Effecting around 2% of all adults in western countries, heart failure is the leading reason for hospitalization and mortality in elderly individuals, despite modern medical treatment. In the pathophysiology of heart failure, cardiac hypertrophy plays an important role, but its molecular mechanisms are yet to be completely understood. 

We previously identified components of the striatin-interacting phosphatase and kinase (STRIPAK) complex, like Mysocape/STRIP2 as regulators of cardiac hypertrophy in vivo and in vitro, controlling the Calcineurin-NFAT(Cn-NF)-signaling pathway. Now, we suggest that the striatin-interacting protein 1 (STRIP1), a core member of STRIPAK and paralog gene of STRIP2, would play a complementary role in regulating cardiac hypertrophy. Unlike STRIP2, STRIP1 thereby is abundant in various rodent and human tissues and also in heart and skeletal muscle. In neonatal rat ventricular cardiomyocytes (NRVCM), adenoviral STRIP1 overexpression results in decreased mRNA-expression of hypertrophy markers from the “fetal gene program”, including NPPA, NPPB while the regulator of calcineurin (RCAN1.4) was significantly downregulated, when compared to AdLacZ treated control-NRVCM (p ≤ 0,01; n=3). In contrast, NPPA-mRNA-expression was significantly increased in siRNA induced STRIP1-Knockdown (KD) cardiomyocytes (p ≤ 0,01; n=3) compared to siNegative-Control-KD NRVCM. 

In Co-Immunoprecipitation experiments in NRVCM, fishing for STRIP1, STRIPAK-members STRIP2 and MST4 were identified as direct interacting partners of STRIP1 confirming that STRIPAK is also present in the heart. By immunofluorescence staining for STRIP1 and its interactors, we could confirm the colocalisation of STRIP1 with STRIP2/MST4 in the interspaces of myofibrills of adult ventricular rat cardiomyocytes and in the perinuclear area of adult and neonatal cardiomyocytes. A nuclear accumulaltion of STRIP1 was observed in cardiac myocytes, colocalising with Nucleolin, a nucleolar-specific protein. 
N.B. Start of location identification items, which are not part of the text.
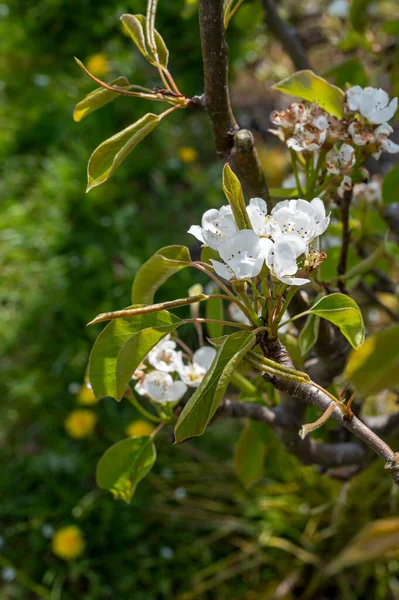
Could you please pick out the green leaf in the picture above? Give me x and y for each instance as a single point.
(249, 456)
(97, 99)
(358, 14)
(107, 157)
(233, 191)
(283, 192)
(204, 402)
(390, 186)
(309, 334)
(120, 348)
(344, 313)
(124, 465)
(153, 273)
(214, 310)
(375, 366)
(373, 542)
(305, 84)
(135, 26)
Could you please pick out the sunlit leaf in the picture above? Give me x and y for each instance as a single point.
(135, 27)
(124, 465)
(375, 366)
(153, 273)
(233, 191)
(107, 157)
(97, 99)
(374, 541)
(309, 334)
(308, 86)
(204, 402)
(344, 313)
(249, 456)
(120, 348)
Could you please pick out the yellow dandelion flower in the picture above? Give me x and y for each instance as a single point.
(139, 428)
(68, 542)
(97, 64)
(80, 423)
(188, 154)
(85, 395)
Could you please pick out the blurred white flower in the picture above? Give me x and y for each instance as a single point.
(243, 255)
(371, 103)
(159, 386)
(340, 161)
(307, 219)
(216, 226)
(290, 181)
(193, 373)
(164, 356)
(282, 258)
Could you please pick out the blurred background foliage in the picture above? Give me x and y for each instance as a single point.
(192, 530)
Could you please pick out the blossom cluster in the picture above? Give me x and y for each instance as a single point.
(308, 127)
(276, 240)
(166, 376)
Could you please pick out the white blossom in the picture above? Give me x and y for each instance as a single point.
(216, 226)
(193, 373)
(371, 103)
(307, 219)
(159, 386)
(243, 255)
(282, 258)
(340, 161)
(263, 224)
(163, 356)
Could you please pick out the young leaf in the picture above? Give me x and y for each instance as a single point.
(97, 99)
(204, 402)
(375, 366)
(135, 27)
(214, 310)
(119, 350)
(233, 191)
(249, 456)
(390, 186)
(305, 84)
(344, 313)
(124, 465)
(153, 273)
(107, 157)
(309, 334)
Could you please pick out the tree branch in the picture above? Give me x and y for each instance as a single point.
(286, 35)
(309, 394)
(233, 145)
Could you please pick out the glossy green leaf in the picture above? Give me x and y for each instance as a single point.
(214, 310)
(249, 456)
(390, 186)
(375, 366)
(233, 191)
(204, 402)
(373, 542)
(308, 86)
(309, 334)
(107, 157)
(97, 99)
(124, 465)
(153, 273)
(344, 313)
(120, 348)
(135, 27)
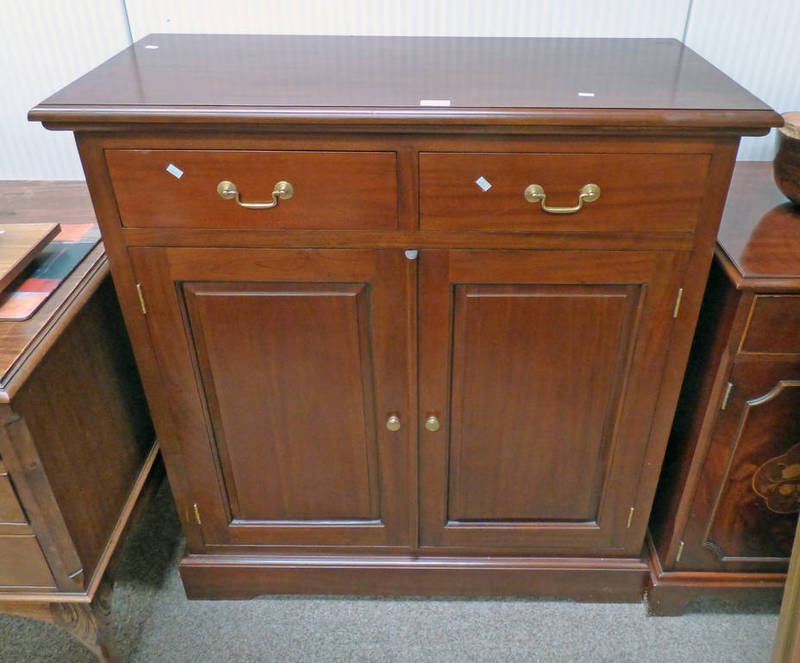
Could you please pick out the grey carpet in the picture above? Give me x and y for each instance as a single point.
(153, 622)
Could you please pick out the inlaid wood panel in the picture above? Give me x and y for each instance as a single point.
(751, 517)
(282, 367)
(288, 375)
(545, 365)
(178, 188)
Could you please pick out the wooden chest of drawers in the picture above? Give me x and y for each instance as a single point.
(411, 328)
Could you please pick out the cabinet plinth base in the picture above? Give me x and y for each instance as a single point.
(670, 593)
(584, 579)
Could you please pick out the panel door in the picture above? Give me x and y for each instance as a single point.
(282, 367)
(543, 370)
(747, 498)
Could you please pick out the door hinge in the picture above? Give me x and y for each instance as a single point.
(727, 396)
(677, 303)
(141, 298)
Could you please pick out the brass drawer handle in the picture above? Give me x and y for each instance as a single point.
(281, 191)
(534, 193)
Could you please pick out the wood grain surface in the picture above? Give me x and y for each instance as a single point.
(19, 244)
(332, 190)
(647, 192)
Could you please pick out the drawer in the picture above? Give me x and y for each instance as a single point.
(178, 188)
(485, 191)
(10, 509)
(774, 325)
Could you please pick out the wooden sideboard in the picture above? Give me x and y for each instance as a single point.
(76, 441)
(432, 360)
(727, 502)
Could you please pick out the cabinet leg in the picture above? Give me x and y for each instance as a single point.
(88, 623)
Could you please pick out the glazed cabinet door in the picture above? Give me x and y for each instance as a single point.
(745, 507)
(283, 368)
(539, 373)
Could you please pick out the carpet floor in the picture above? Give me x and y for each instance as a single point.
(154, 622)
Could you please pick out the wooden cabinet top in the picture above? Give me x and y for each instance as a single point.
(759, 238)
(521, 83)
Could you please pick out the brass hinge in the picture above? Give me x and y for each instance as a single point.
(727, 395)
(677, 303)
(141, 298)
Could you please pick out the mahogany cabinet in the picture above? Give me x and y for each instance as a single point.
(408, 322)
(727, 502)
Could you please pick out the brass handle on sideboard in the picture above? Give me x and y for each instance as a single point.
(281, 191)
(534, 193)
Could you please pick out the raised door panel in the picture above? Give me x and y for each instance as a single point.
(746, 503)
(290, 366)
(539, 366)
(285, 366)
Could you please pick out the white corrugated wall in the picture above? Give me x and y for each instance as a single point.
(44, 44)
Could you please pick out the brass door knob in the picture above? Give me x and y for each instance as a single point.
(432, 424)
(393, 423)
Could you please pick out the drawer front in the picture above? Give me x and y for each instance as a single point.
(485, 191)
(774, 325)
(23, 565)
(331, 190)
(10, 510)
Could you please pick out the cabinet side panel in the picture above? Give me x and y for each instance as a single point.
(676, 485)
(288, 376)
(85, 409)
(536, 375)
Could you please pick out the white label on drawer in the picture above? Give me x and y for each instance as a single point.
(172, 169)
(483, 183)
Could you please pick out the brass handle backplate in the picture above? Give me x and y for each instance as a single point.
(281, 191)
(534, 193)
(432, 424)
(393, 423)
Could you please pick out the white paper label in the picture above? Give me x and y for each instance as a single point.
(172, 169)
(483, 183)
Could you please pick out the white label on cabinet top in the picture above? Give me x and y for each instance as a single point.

STRIP1 was stained in mouse cardiac tissue, revealing an additional localization at the z-discs and area composita, suggesting a possible role in force transmission and strain sensing at the intercalated discs.

Following STRIP1-KD in NRVCM, a significant increase in MST4-phosphorylation on T174, which is associated with autophosphorylation and activation of this main STRIPAK kinase, was observed (p ≤ 0,001; n=3). Since we can also show, that activation or artificial overexpression of MST4 can stimulate hypertrophy in NRVCM, we propose a STRIPAK dependent regulation of cardiac hypertrophy is involving both MST4 and STRIP1/STRIP2.

In vivo, morpholino mediated STRIP1-KD in zebrafish resulted in cardiac hypertrophy and heart failure with pericardial effusion 72h post fertilization. And emphasizing a human relevance in disease, human cardiac biopsy samples of patients with dilated/ischemic cardiomyopathy showed significant downregulation of STRIP1 protein compared to non-failure control (p ≤ 0,01; n=10).

Taking together, we identified the STRIPAK-member STRIP1 as a novel cardiac nucleolar protein, locating also to sarcomeres and intercalated discs, regulating cardiac hypertrophy possibly via STRIP1/MST4 interaction, and that is downregulated in human cardiomyopathy.